The data will help governments, healthcare providers and communities to more readily incorporate the technology into rural health networks, saving more lives as they work to build healthcare systems that are more resilient, responsive and adaptable in the context of a changing climate.
“Our research shows that, thanks to drones, many healthcare facilities in Rwanda now receive blood products in a fraction of the time — and with less waste.”– Marie Paul Nisingizwe
Here in B.C., the Faculty of Medicine’s Remote Communities Drone Transport Initiative tests drones in another real-world setting affected by climate change: Stellat’en First Nation and the Village of Fraser Lake, near Prince George.

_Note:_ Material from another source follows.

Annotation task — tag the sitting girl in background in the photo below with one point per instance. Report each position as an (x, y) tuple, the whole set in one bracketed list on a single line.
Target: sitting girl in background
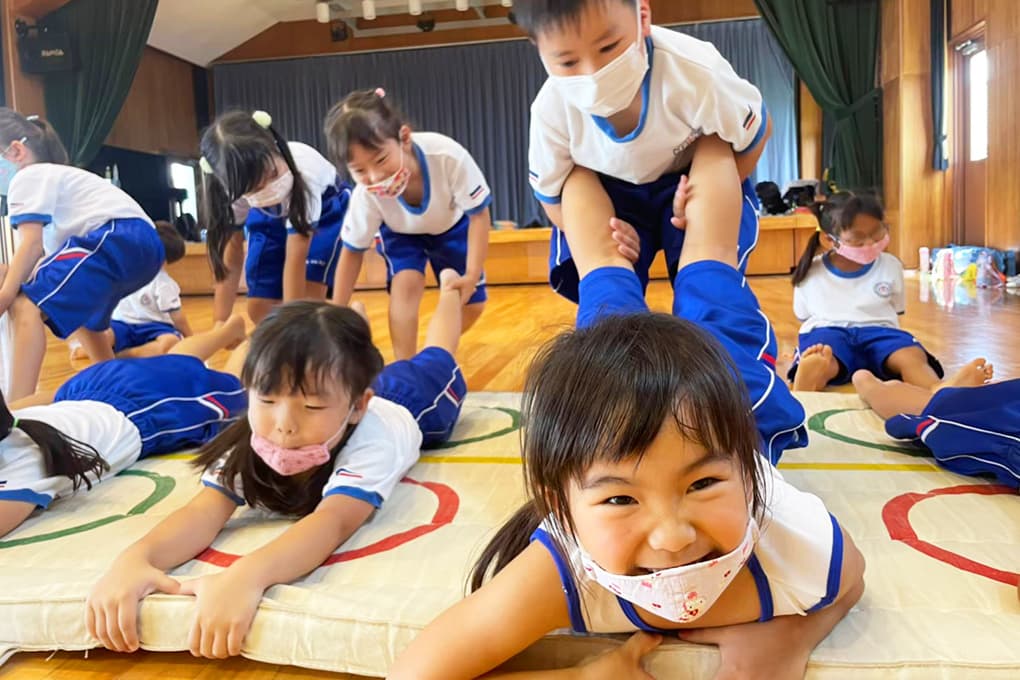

“It’s a similar story. Residents of rural, remote and Indigenous communities face much greater healthcare disparities than other people in B.C.,” says Dr. John Pawlovich, the Rural Doctors’ UBC Chair of Rural Health and Drone Initiative lead.
“When wildfires and pandemics happen, these communities are hardest hit and those disparities grow bigger.”
The project, one of the first of its kind, flies drone deliveries along a short, simple route with the goal of understanding how the technology can be best used in what are often challenging conditions.
Both teams hope their findings will inspire the development of successful programs in other parts of Canada, Africa and around the world.
“We want to help shrink and close that inequity gap,” Dr. Pawlovich says.